Начнем с того, что в мире остается исламизм, причем в самых разных его вариантах: «вертикальном» – умеренный, радикальный и экстремистский тренды – и «горизонтальном» – географическая распространенность по всему мусульманскому сообществу (включая и те страны, где правоверные составляют меньшинство). Цель – создание полностью исламизированного общества и соответствующего ему, не похожего на все прочие политические системы «идеального» государства. Исламскую альтернативу никто не отменял, и борьба за ее реализацию будет принимать самые разные формы – от конституционной до террористической.
При всем том вряд ли стоит ожидать появления какого-либо движения за создание «всемусульманского ИГ» («Исламское государство», террористическая организация, запрещенная в РФ). Идеологическая и теологическая востребованность единого «халифата» продолжит существовать, но борьба за его сотворение останется по большей части в проповедях и пропаганде. Не послужит этот призыв и консолидации. В мусульманском, впрочем, как и во всем остальном, мире, несмотря на глобализацию и прочие «тотальные» проекты, основным субъектом политики остается национальное государство.
В реальность построения ИГ не верит ни один серьезный мусульманский политик. Кроме того, эта идея была скомпрометирована практикой – терроризмом, жестокостью – устроителей «халифата» на территориях Сирии и Ирака.
Но если попыток построения исламистского политобразования в глобальных масштабах ожидать не приходится, то на национальном, а кое-где и на региональном уровнях они вполне возможны. Есть несколько мусульманских стран, в которых идея построения ИГ сохраняет актуальность. Последнее грозит обострением ситуации и чревато конфликтами, которые отличаются особой жестокостью.
Наиболее вероятен сценарий «исламистской весны» в Афганистане, Сирии, Саудовской Аравии, в ряде африканских государств.
Ситуация в Афганистане складывается так, что приход к власти движения «Талибан» (террористическая организация, запрещена в РФ) неизбежен. Каким бы ни был состав грядущей коалиции, лидирующей силой в ней будут талибы. Афганистан станет эмиратом, то есть разновидностью исламского государства.

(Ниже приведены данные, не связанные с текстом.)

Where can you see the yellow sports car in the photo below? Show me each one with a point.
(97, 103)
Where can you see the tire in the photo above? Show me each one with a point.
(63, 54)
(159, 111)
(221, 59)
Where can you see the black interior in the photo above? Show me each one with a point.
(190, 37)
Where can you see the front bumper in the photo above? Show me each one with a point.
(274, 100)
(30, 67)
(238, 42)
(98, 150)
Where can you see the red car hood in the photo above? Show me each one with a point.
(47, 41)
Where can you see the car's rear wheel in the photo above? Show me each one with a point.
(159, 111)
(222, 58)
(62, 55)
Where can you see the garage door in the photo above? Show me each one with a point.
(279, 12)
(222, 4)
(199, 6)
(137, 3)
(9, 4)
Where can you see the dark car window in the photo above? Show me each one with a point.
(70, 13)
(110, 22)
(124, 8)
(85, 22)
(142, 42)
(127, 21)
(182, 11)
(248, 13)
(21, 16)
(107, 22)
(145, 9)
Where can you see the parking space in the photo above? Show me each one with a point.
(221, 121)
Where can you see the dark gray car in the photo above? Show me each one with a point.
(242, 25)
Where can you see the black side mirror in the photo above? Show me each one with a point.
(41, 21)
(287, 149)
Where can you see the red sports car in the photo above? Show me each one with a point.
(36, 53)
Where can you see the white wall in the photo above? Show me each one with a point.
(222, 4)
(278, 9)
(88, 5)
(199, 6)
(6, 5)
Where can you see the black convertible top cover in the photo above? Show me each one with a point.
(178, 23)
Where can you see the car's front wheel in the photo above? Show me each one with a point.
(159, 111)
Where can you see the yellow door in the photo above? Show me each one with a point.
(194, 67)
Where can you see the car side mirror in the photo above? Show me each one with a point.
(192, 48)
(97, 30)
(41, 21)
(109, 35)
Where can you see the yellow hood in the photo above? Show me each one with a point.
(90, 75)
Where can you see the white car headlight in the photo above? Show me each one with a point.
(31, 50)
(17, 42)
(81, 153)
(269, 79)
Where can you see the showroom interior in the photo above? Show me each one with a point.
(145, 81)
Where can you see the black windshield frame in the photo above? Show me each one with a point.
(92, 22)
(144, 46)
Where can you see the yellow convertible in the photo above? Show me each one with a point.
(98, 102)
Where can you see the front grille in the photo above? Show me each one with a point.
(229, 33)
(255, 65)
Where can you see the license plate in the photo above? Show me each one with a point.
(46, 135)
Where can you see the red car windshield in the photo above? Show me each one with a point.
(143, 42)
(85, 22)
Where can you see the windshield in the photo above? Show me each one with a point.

Вопрос в том, как это произойдет. Предположим, что западное присутствие в стране закончилось. США и Европа утратили серьезный интерес к Афганистану, не считают его непосредственной для себя угрозой. Афганистан становится для них маргинальным объектом. В самой стране решающим вопросом является создание и укрепление национального (пусть и исламского) государства. У руководимого талибами государства не будет внешних амбиций, поскольку они будут полностью заняты решением внутренних задач.
Решения эти будут наверняка жесткими, даже кровавыми. «Способны ли талибы изменить, сделать умеренной свою политику и переварить этническую и культурную разнородность Афганистана, став его легитимными правителями?» – задавался вопросом журналист Ахмед Рашид. Вопрос риторический.
Основной осью борьбы скорее всего станет противостояние внутри «Талибана» – между его радикальным и умеренным направлениями, группировками, которые строятся по идеологическому, этническому и региональному принципам. Это будет не только борьба за власть, но и стремление сторонников того или иного направления поддерживать свою религиозную правоту, что сделает внутриполитическую борьбу еще более ожесточенной. Огромную роль будет играть личностный фактор – соперничество религиозно-политических авторитетов за место лидера, которое после кончины в 2013 году муллы Омара и гибели в 2015-м Ахтара Мансура остается свободным. Схватка продолжится, что вызовет вспышку внутриталибской конкуренции.
Все это, вместе взятое, приведет к обострению обстановки в стране, которая усилит позиции экстремистов. В сражении за власть они станут использовать самые «революционные» методы. Вероятность переворота или даже серии переворотов после ухода иностранных войск очень велика.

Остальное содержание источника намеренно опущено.